ZixiOfIx: It almost certainly won’t end the nonsense, but it should.
it won’t because they are led to believe this is still about Obama Identity Fraud
and they only read headlines and not the pleadings
ORYR: Motion Filed: Washington State Busted Trying To Swindle Obama Identity Fraud Challenger
if they receive a downward modification, they will cheer “we won, we won, this proves Obama Identity Fraud and that “he” was busted for swindling”
no where will it be mentioned Judge Robertson suggested Jordan should have known better and that the case was brought for improper purposes:
… all the so-called evidence offered by plaintiff has been in the blogosphere for years, in one form or another, so too has all the law rejecting plaintiffs allegations. I can conceive of no reason why this lawsuit was brought, except to join the chorus of noise in that blogosphere. The case is dismissed.
http://www.obamaconspiracy.org/2013/01/jordan-docked-12675-for-filing-frivolous-appeal/
The commenters are The Fogbow are less impressed with Sanders’ brief. One calls it “pathetic.”
http://www.thefogbow.com/forum/viewtopic.php?f=88&t=8198&start=350
While this is certainly much more lucid and cogent than any birther filing I’ve had the disfortune to read, it does have a major flaw. Although it may sound like it, “actual fees expended” does not refer to the actual dollar amount. Rather, it is in reference to the portion of fees billable to dealing with sanctionable conduct.
It often happens that only part of a lawsuit involves sanctionable conduct. R.11 can only recover fees expended dealing with that conduct. The cases referenced are requiring the court to specify 1) the specific misconduct, and 2) the fees associated with addressing that misconduct. Since these are private attorneys, there was no need to address the issue of government fees.

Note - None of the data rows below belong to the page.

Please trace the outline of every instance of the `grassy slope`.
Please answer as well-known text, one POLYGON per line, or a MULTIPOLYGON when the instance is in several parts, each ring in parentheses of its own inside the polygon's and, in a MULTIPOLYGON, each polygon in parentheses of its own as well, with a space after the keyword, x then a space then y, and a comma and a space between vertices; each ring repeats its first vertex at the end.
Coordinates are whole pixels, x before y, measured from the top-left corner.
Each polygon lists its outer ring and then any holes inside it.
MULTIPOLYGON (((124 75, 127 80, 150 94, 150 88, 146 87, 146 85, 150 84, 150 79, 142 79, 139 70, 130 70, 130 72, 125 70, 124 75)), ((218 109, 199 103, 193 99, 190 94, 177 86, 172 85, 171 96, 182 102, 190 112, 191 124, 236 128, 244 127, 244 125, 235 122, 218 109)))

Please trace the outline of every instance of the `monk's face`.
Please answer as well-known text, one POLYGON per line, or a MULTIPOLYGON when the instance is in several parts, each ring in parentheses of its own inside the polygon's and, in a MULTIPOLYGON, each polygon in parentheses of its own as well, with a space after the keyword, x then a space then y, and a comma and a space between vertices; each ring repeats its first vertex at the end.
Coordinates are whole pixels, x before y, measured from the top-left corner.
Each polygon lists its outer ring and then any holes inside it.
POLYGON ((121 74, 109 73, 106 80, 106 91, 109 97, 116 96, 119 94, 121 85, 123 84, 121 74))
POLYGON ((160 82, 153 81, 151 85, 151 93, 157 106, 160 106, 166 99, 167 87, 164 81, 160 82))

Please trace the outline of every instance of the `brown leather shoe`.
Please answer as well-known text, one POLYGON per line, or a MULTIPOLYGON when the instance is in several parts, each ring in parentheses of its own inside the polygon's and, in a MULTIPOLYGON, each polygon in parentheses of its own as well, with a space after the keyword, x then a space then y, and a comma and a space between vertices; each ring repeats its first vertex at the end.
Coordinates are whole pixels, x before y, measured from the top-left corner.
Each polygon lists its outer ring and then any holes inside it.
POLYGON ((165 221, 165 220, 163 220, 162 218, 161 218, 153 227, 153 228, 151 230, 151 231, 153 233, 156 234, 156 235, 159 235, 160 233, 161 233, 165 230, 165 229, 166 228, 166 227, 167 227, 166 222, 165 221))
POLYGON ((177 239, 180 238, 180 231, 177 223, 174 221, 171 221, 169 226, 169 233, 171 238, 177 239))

It is also of note that the cases cited show that it is necessary to warn as soon as possible that sanctions will be sought. Failure to do so in a timely manner will preclude sanctions. So there goes John’s fantasy.
I will note that had the ex-judge properly interpreted those cases, he would have had a decent case for eliminating some of the fees. This is because the attorney billed for some actions not specifically covered by the order, or handled by the court sua sponte. Frankly, I’m astonished that the ex-judge didn’t raise the issue of these additional fees. It would not have hurt his theory, and could have reduced his client’s sanctions even further. The court might still exclude these additional fees, but the probability is drastically reduced now.
Clarification: the court can impose sanctions sua sponte without requiring a motion, but an untimely motion for sanctions will be denied.
How was the $3412.40 figure estasblished / disclosed …. if it indeed was? Shouldn’t teh motion be accompanied by documentation regarding this amount? Or has it become general knowledge. If it is public knowledge, I’d expect at least a citation of it.
Ah, I see, he notes his opinion that $3412.40 is a maximum figure, based on a $65/hr rate … which he says was disclosed …. but again, where? And how were the # of hours determined?
I’m not following this closely (obviously!) … the motion clearly isn’t self-contained.
This earlier filing fills in the details. The actual billing was disclosed in a phone conversation recounted therein.
http://www.scribd.com/doc/124567382/Jordan-v-Reed-Appellant-Motion-to-Modify
I don’t think the number of hours was ever in dispute, being provided by the AG in the original request for costs.
Consideration date set:
http://de.scribd.com/doc/128838353/Jordan-v-Reed-WA-Supreme-Court-Letter-Motion-to-Modify-Set-for-Consideration-3-4-2013
Does the decision not to have a hearing foreshadow that the motion will very likely be denied?
I read this brief, and could only think of the “Bring Out Your Dead” scene in “Monty Python and the Holy Grail.”